End finally summary of generation: success or failure, total time:

[2020-03-12 15:33:37+0100] INFO  policy.generation - Successful policy update '10198' [started 2020-03-12 15:32:28 - ended 2020-03-12 15:33:37]

Much more information can be logged about policy generation (hook execution and timing, much more precise timing, updated nodes, files written, etc). All corresponding logs and verbosity levels are documented and controlled in /opt/rudder/etc/logback.xml.

Server Event Hooks

Files (hooks), typically scripts, can be executed on the server, when some predefined event occurs on Rudder.

Generalities about hooks

Hooks are organized in subdirectories. The root of the sub-directories is /opt/rudder/etc/hooks.d/

Each sub-directory has a name related to the event that will trigger the hooks execution. By default, a hook directory contains a template example and a Readme.txt file explaining the generalities about hooks and the specificities of that hook (parameters, etc).

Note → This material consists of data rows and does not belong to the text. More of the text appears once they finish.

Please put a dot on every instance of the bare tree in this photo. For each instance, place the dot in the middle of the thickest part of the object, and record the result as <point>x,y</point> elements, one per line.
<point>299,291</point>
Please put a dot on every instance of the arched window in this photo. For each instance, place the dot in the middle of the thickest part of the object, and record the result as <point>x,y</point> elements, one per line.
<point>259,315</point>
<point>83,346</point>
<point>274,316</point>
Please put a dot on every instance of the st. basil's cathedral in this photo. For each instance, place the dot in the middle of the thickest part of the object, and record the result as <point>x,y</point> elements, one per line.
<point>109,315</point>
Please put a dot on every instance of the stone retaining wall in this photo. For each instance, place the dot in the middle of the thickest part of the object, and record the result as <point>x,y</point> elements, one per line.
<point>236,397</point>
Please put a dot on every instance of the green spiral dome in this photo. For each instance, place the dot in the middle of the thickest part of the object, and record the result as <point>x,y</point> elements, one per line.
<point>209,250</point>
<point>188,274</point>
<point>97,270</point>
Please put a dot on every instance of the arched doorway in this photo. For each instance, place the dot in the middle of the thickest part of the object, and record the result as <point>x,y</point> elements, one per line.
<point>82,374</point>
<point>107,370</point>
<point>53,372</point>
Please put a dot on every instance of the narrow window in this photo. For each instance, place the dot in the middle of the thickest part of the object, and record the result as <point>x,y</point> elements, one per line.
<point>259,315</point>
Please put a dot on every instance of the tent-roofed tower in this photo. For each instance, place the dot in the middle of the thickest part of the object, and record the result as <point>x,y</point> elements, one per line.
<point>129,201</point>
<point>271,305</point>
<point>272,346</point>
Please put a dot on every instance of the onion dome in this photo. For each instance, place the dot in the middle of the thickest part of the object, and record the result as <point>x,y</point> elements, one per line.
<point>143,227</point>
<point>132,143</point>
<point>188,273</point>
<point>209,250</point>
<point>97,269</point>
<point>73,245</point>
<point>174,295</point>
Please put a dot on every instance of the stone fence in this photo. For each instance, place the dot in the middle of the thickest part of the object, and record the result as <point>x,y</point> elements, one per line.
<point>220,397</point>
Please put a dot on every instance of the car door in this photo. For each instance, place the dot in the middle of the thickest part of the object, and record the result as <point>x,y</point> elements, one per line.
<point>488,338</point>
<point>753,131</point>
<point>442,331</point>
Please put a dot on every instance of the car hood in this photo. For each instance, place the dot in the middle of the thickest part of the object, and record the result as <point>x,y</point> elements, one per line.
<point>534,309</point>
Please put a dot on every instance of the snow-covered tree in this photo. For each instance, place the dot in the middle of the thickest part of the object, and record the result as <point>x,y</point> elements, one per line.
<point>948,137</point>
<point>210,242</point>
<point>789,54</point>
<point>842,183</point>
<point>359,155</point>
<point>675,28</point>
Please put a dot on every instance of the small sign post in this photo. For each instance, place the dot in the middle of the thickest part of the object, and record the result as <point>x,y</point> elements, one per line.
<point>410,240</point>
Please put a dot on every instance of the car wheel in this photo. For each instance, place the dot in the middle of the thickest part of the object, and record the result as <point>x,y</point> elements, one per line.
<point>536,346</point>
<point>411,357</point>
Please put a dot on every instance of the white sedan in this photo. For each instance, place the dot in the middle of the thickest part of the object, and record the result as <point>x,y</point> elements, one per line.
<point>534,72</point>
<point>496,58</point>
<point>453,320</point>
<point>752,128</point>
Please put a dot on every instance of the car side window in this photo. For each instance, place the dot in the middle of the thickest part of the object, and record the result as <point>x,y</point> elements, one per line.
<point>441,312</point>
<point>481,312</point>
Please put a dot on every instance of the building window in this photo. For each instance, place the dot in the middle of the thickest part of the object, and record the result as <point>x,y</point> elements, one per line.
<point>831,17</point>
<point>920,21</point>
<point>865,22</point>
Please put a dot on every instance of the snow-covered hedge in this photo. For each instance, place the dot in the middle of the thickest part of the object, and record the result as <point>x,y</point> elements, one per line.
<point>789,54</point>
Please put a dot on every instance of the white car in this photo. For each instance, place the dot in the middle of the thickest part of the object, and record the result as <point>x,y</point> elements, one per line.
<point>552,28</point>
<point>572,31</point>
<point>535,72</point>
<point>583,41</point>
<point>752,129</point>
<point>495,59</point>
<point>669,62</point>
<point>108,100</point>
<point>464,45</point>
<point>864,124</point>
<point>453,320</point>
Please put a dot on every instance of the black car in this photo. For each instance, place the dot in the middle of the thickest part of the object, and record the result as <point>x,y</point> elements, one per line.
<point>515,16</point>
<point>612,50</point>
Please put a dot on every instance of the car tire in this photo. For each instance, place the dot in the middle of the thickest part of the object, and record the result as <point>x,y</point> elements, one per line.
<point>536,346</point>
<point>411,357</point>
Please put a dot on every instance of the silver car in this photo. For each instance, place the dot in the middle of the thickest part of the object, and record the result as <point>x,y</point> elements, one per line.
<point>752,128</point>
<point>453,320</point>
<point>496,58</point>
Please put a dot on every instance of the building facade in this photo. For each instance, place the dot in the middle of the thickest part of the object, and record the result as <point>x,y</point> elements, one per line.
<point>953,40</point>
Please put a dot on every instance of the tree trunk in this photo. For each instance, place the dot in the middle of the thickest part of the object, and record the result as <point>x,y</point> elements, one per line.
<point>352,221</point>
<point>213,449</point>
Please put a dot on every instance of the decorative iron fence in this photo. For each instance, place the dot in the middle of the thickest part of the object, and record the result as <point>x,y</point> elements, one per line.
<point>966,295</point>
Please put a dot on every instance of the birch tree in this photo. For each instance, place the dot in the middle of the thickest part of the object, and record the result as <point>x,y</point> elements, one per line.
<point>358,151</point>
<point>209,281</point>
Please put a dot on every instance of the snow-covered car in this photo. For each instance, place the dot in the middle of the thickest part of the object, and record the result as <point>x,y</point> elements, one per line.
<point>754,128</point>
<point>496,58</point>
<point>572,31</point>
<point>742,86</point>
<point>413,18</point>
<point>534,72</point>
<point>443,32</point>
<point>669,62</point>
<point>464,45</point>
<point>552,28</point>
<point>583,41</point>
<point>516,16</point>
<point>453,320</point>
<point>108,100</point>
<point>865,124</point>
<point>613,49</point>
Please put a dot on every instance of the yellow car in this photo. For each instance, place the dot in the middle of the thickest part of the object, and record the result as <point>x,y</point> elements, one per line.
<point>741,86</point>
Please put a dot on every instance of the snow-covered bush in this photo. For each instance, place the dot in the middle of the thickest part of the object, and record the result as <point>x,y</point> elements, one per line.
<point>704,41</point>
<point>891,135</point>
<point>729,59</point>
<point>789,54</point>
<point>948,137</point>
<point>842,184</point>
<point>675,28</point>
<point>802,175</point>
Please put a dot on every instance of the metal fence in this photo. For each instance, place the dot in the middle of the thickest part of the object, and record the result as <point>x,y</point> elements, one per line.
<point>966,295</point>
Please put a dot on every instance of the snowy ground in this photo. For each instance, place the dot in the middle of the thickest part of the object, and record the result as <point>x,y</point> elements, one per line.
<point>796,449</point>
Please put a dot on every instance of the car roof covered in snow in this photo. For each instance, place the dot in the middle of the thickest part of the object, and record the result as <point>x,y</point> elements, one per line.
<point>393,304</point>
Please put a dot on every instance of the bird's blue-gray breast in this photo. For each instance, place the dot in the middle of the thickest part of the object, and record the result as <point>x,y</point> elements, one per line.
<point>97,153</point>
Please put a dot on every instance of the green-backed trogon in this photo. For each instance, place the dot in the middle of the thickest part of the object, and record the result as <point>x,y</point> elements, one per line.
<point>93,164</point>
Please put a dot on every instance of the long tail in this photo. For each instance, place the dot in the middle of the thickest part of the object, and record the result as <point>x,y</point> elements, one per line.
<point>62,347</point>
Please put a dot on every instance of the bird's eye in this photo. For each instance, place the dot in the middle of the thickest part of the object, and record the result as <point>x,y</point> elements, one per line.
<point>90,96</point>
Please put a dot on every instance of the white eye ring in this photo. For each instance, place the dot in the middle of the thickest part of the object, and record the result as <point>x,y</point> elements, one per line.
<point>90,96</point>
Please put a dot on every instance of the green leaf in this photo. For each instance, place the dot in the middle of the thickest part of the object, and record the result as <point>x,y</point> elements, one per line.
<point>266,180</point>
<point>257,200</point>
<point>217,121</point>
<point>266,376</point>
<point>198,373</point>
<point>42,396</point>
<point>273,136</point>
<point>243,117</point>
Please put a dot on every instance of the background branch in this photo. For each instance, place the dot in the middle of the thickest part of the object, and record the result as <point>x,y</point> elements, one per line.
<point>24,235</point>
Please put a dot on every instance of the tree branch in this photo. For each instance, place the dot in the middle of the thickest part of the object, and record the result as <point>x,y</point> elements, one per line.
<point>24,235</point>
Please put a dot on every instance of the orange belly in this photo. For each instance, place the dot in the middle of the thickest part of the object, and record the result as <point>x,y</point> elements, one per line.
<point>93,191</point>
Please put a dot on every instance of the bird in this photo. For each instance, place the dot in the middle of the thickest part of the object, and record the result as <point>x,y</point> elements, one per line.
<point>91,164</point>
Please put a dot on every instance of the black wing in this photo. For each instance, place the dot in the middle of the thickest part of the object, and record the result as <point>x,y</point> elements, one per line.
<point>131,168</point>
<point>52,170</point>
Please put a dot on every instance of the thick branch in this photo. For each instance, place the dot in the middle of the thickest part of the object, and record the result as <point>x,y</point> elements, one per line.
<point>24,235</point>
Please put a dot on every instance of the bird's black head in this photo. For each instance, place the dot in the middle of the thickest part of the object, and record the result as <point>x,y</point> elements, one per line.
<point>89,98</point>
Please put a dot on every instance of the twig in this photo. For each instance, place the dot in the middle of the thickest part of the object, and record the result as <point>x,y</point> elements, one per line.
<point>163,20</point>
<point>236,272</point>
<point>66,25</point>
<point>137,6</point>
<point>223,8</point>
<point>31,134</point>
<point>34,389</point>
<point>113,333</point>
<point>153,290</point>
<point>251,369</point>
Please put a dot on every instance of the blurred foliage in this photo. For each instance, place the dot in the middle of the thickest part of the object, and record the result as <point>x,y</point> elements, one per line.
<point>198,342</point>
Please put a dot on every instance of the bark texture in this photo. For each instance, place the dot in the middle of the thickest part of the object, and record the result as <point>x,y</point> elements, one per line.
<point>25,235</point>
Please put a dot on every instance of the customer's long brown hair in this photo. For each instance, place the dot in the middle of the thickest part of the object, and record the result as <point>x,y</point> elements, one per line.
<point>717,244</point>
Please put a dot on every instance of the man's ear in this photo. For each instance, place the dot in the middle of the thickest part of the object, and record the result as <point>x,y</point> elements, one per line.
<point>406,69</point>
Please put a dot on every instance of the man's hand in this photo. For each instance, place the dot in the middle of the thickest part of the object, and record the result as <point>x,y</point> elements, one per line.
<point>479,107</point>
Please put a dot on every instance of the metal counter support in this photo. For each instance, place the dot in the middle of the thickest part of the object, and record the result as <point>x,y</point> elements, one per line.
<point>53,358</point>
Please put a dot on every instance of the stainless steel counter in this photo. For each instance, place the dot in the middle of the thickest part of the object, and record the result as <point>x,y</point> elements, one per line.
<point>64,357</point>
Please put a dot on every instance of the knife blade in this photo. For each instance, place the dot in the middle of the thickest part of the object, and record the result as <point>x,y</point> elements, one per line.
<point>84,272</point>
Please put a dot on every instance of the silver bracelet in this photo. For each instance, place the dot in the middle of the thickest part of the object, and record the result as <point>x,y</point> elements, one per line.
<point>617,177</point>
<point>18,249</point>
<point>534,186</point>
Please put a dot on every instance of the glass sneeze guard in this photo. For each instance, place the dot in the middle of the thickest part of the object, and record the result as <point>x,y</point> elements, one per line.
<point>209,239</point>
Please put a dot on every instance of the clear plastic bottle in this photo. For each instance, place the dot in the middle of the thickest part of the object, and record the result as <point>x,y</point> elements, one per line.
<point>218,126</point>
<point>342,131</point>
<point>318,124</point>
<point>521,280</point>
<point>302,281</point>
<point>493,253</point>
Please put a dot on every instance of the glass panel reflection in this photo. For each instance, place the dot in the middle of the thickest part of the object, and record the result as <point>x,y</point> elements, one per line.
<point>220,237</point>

Hooks must be executable. All executable files will be used as hooks EXCEPT if they end with one of the extensions listed in /opt/rudder/etc/rudder-web.properties for property *rudder.hooks.ignore-suffixes. A common convention is to use the .disabled suffix to do so.

Non executable files will be ignored (which allows to put other files in these directories, like a readme, for example).

Hooks parameter are passed by environment variable. Rudder will fill dedicated environment variable for each hook.

Hooks are executed sequentially, in lexical order. We encourage you to use the patter "NN-hookname", with NN a number like "05", "20", etc.

Hooks have normalized returned code. Return codes on hooks are interpreted as follow:

  • 0 : success, no log (apart if debug one) , continue to next hook

  • 1-31 : error , error log in /var/log/rudder/webapp/, stop processing

  • 32-63 : warning, warning log in /var/log/rudder/webapp/, continue to next hook

  • 64-255 : reserved for future use case. Behavior may change without notice.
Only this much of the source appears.